CONTEXT: Harvard University is a private Ivy League research university in Cambridge, Massachusetts.
Founded in 1636 as Harvard College and named for its first benefactor, the Puritan clergyman John Harvard, it is the oldest institution of higher learning in the United States. Its influence, wealth, and rankings have made it one of the most prestigious universities in the world.
QUESTION: Which year was Harvard University found?
"""
input_ids = tokenizer(prompt, return_tensors="pt").input_ids
outputs = model.generate(input_ids, max_new_tokens=200)
print(tokenizer.decode(outputs[0]))
Here is the output:
<s>
CONTEXT: Harvard University is a private Ivy League research university in Cambridge, Massachusetts.

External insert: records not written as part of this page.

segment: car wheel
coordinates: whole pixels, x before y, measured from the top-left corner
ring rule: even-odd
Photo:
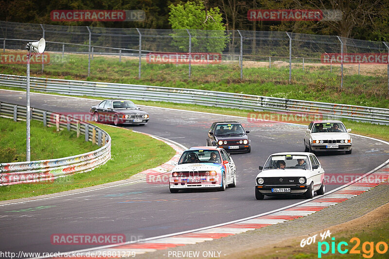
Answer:
[[[93,113],[93,121],[95,122],[99,122],[99,113],[97,112],[95,112]]]
[[[323,182],[321,183],[321,186],[320,187],[320,189],[316,191],[316,193],[317,193],[319,195],[323,195],[323,194],[324,194],[325,192],[325,185],[324,185],[324,181],[323,180]]]
[[[169,190],[170,191],[170,192],[172,194],[178,194],[178,190],[175,189],[170,189],[170,187],[169,187]]]
[[[255,188],[255,198],[257,200],[263,200],[264,198],[265,198],[265,195],[260,193],[257,188]]]
[[[118,115],[115,115],[113,116],[113,125],[115,126],[119,126],[119,118],[118,118]]]
[[[222,186],[219,188],[219,191],[226,191],[226,175],[223,174],[222,178]]]
[[[305,140],[304,140],[302,141],[304,142],[304,152],[309,152],[309,148],[305,146]]]
[[[236,187],[236,172],[234,173],[234,180],[232,183],[230,183],[228,185],[229,187]]]
[[[312,199],[313,198],[314,195],[315,195],[315,191],[313,189],[313,183],[311,182],[311,184],[309,185],[309,187],[307,190],[307,191],[305,192],[305,198],[307,199]]]

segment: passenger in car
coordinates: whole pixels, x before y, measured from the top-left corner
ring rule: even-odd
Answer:
[[[307,168],[308,165],[306,162],[303,159],[298,159],[297,164],[295,165],[296,167],[300,167],[301,168]]]
[[[279,160],[277,162],[277,163],[276,164],[276,166],[277,168],[280,169],[283,169],[285,168],[285,166],[286,164],[285,163],[285,161],[283,160]]]

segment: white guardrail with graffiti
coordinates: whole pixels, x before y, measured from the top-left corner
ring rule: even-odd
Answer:
[[[0,74],[0,85],[4,86],[25,89],[26,80],[26,77]],[[389,125],[389,109],[375,107],[198,89],[36,77],[31,78],[30,87],[36,91],[73,96],[189,103],[258,111],[297,113]]]
[[[0,116],[15,121],[26,119],[26,106],[0,102]],[[77,137],[85,136],[99,148],[81,155],[56,159],[0,163],[0,186],[35,182],[51,182],[56,178],[76,173],[84,173],[103,164],[111,158],[111,138],[106,131],[86,122],[71,120],[60,123],[60,113],[32,108],[31,118],[45,126],[74,130]]]

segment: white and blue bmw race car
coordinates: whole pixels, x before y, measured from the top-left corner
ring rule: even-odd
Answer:
[[[231,157],[223,148],[196,146],[184,151],[169,176],[170,192],[197,188],[236,186],[236,169]]]

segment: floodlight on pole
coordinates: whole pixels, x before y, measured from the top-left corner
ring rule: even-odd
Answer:
[[[26,92],[27,94],[27,105],[26,109],[26,124],[27,136],[26,138],[26,161],[30,161],[30,119],[31,112],[30,109],[30,57],[34,54],[35,57],[39,57],[41,54],[45,51],[46,49],[46,41],[45,39],[41,38],[39,41],[34,42],[29,42],[26,46],[27,49],[27,86],[26,87]]]

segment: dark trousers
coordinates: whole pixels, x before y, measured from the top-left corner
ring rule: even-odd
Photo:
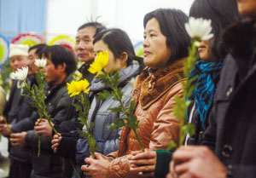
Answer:
[[[32,169],[32,164],[23,163],[10,158],[9,178],[30,178]]]

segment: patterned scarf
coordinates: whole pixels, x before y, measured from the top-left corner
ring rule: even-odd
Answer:
[[[191,71],[189,78],[192,78],[196,75],[198,76],[197,86],[189,99],[195,100],[204,129],[207,116],[213,100],[217,79],[220,75],[223,63],[220,62],[216,64],[199,60],[195,63],[195,68]]]

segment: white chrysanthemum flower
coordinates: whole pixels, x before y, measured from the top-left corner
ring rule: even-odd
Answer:
[[[15,80],[26,80],[26,76],[28,72],[28,68],[26,67],[22,67],[22,69],[17,69],[15,72],[12,72],[10,74],[10,78]]]
[[[37,59],[35,60],[35,65],[40,68],[44,68],[46,66],[46,60],[44,59]]]
[[[192,38],[198,37],[201,40],[209,40],[213,37],[213,34],[211,33],[211,20],[189,17],[189,23],[185,24],[185,28]]]

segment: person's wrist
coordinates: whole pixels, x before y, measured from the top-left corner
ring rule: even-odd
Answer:
[[[228,165],[226,168],[226,177],[227,178],[231,178],[233,177],[233,166],[232,165]]]

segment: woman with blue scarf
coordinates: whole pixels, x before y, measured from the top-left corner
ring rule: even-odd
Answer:
[[[185,145],[200,145],[204,130],[208,126],[208,116],[212,106],[215,89],[223,66],[223,59],[227,55],[221,43],[222,31],[238,21],[241,17],[236,0],[195,0],[189,16],[212,20],[214,37],[210,41],[201,41],[198,60],[189,78],[197,75],[197,85],[190,99],[194,100],[188,111],[188,122],[195,123],[195,135],[187,135]],[[172,152],[166,150],[148,151],[131,158],[137,165],[133,172],[154,177],[166,177],[172,160]]]

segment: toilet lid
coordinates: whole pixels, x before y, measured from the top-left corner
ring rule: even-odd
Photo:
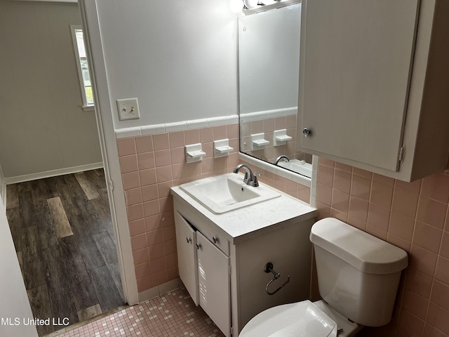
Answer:
[[[309,300],[271,308],[251,319],[239,337],[336,337],[337,324]]]

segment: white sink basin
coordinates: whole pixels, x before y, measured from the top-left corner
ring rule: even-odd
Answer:
[[[260,184],[257,187],[243,183],[243,175],[227,173],[181,185],[180,188],[216,214],[246,207],[281,194]]]

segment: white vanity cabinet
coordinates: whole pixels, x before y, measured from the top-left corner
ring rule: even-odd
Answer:
[[[180,277],[195,304],[229,336],[229,258],[177,211],[175,221]]]
[[[269,308],[310,295],[310,229],[316,211],[285,194],[215,214],[172,187],[180,277],[194,302],[227,336]],[[281,274],[264,271],[267,263]]]
[[[303,0],[300,151],[411,181],[445,168],[445,0]]]

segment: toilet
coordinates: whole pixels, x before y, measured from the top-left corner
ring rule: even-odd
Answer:
[[[323,299],[267,309],[239,337],[351,337],[390,322],[407,253],[333,218],[314,224],[310,241]]]

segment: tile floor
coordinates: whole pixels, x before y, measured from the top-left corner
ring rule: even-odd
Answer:
[[[201,308],[195,305],[185,288],[48,336],[224,337]]]

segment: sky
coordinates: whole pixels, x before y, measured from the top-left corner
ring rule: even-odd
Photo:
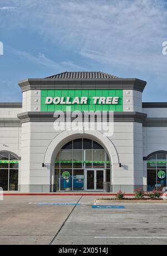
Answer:
[[[141,79],[143,101],[167,102],[166,41],[166,0],[0,0],[0,102],[66,71]]]

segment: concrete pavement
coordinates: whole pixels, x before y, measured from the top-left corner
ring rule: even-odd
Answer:
[[[5,196],[0,244],[167,244],[167,204],[115,202],[125,208],[92,209],[96,198]]]

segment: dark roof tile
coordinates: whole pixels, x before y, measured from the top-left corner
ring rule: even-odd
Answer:
[[[50,79],[115,79],[120,78],[115,75],[111,75],[101,72],[63,72],[56,74],[51,77],[45,78]]]

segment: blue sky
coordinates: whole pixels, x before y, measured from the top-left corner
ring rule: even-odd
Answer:
[[[0,102],[17,82],[65,71],[147,81],[143,101],[167,101],[165,0],[0,0]]]

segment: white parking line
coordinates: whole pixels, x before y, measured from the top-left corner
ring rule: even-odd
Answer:
[[[167,236],[94,236],[94,238],[116,238],[119,239],[167,239]]]
[[[31,203],[31,202],[30,202],[30,203],[28,203],[28,204],[30,204],[30,205],[38,205],[39,203],[76,203],[75,202],[50,202],[50,201],[48,202],[48,201],[47,201],[47,202],[42,202],[42,203],[40,202],[37,202],[37,203],[36,203],[36,203]],[[81,203],[82,203],[82,203],[84,203],[84,204],[89,204],[89,203],[80,203],[80,204],[81,204]]]
[[[167,223],[129,223],[129,222],[127,222],[127,223],[122,223],[121,222],[120,224],[120,222],[119,223],[115,223],[115,222],[113,222],[113,223],[109,223],[109,222],[107,222],[107,223],[94,223],[95,225],[167,225]]]

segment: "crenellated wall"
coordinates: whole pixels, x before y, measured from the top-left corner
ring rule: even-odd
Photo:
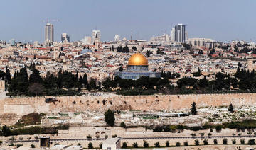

Founded in 1636 as Harvard College and named for its first benefactor, the Puritan clergyman John Harvard,
it is the oldest institution of higher learning in the United States. Its influence, wealth,
and rankings have made it one of the most prestigious universities in the world.
QUESTION: Which year was Harvard University found?
ANSWER: Harvard University was founded in 1636.</s>
How to prompt in order to get just the answer instead of repeating the input prompt?